If you’ve read my alpha preview of Scrolls, you already know that I’m a huge fan of trading card games. This week’s Kickstarter focus is a game in the same genre of Scrolls, Magic the Gathering, YuGiOh, and the Pokémon trading card game. SolForge has the advantage of being the brain child of huge workers in the trading card and video game industry alike: led by the Ascension team, they’ve also teamed up with Magic: The Gathering, World of WarCraft, and Star Wars trading card game designers. Whether you’re a fan of any of these card games or just curious about what the genre has to offer, here are some of the things we can look forward to.
The creators of SolForge supposedly waited for the technology to catch up before creating this new game—but let’s be honest, it doesn’t take that much technological prowess to implement a card game, as shown by the plethora of video games in the genre. Either way, it will actually be designed for digital play, so it does have a few advantages over ports of card games. It could perhaps utilize a 3D playing field or complicated card stats—something that would be difficult to emulate in physical play because of all the record keeping that would be necessary. Since they are emphasizing that they specialized the card game to suit the medium, I’m most interested in seeing what gameplay elements they have up their sleeve.
What they have revealed shows that this game will be unique—when you acquire cards, you can actually evolve them into better forms. This transformation differs from Pokémon evolution because you don’t need to find the ‘evolved’ form of the card—it automatically transitions to the next one. Whether this is permanent (you use a card x times, and it gains x experience) or resets at the end of each game is unknown. Either way, seeing this kind of transformation in a game that might allow more than one creature to battle each other would be interesting.
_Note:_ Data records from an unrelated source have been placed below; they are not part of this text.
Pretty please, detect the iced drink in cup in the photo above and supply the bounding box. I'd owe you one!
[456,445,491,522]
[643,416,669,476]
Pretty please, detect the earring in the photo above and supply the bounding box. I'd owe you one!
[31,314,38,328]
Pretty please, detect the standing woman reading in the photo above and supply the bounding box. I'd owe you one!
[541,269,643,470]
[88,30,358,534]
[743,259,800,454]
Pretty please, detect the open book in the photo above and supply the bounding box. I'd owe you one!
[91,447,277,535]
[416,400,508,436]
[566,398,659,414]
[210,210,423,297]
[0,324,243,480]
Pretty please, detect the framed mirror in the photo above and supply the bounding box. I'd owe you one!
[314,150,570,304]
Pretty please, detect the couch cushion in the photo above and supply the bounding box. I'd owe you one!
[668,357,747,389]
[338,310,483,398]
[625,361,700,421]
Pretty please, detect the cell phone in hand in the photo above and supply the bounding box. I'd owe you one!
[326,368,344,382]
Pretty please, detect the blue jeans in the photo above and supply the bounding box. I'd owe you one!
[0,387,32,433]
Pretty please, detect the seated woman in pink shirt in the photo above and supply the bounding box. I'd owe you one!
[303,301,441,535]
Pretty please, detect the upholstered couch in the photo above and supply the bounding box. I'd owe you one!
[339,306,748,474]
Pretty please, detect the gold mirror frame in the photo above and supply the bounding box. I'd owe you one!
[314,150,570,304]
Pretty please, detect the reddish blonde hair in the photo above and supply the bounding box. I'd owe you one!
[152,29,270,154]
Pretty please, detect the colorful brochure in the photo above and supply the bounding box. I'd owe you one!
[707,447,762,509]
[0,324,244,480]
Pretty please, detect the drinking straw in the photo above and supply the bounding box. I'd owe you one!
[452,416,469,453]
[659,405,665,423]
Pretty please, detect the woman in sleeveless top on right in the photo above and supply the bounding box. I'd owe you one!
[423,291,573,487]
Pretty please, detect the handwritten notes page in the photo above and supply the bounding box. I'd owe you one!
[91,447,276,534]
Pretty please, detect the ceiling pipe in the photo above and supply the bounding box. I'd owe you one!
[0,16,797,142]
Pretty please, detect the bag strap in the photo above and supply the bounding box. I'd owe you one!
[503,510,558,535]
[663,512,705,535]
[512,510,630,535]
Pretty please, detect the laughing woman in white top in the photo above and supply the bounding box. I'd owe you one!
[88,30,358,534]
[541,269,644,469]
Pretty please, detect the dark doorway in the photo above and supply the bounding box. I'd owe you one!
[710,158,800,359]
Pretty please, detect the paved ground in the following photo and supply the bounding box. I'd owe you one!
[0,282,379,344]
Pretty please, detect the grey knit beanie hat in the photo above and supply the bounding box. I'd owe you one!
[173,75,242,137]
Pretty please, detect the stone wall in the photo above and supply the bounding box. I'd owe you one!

There are a few things that make me apprehensive about the game: your ‘resource management’ consists of pulling two cards out of your hand, playing them for no cost, and then discarding the extras. This seems like the game quickly escalates into whoever is luckiest, rather than whoever manages their hand best, but that might be a trait that sets the game apart. Another part that I’m apprehensive about is the supposed ‘Free to Play’ tag on the game. Although the description claims that you can earn cards through gameplay, many of the pledge incentives involve extra ‘packs’ and—most suspicious—$100 game credit to ‘kickstart your collection.’ This probably seems like a normal approach for a card company to take, and I probably wouldn’t mind if they don’t impose daily or weekly limits on non-paying customers—but let’s face it, they probably will.
Even with those two downsides, this is all just conjecture. Many of the game’s specifics are still unrevealed, but it’s worth watching the Kickstarter page if you’re interested in card games or RPGs. Like the games of the teams who created it, an emphasis was placed on card art, and the game looks beautiful. It introduces many new concepts to card games, and there is probably much more left to be revealed in the upcoming weeks. The game has more than half of the way to go before it hits its goal of $250,000—but it still has about a month of funding to go, so its success is still a toss-up.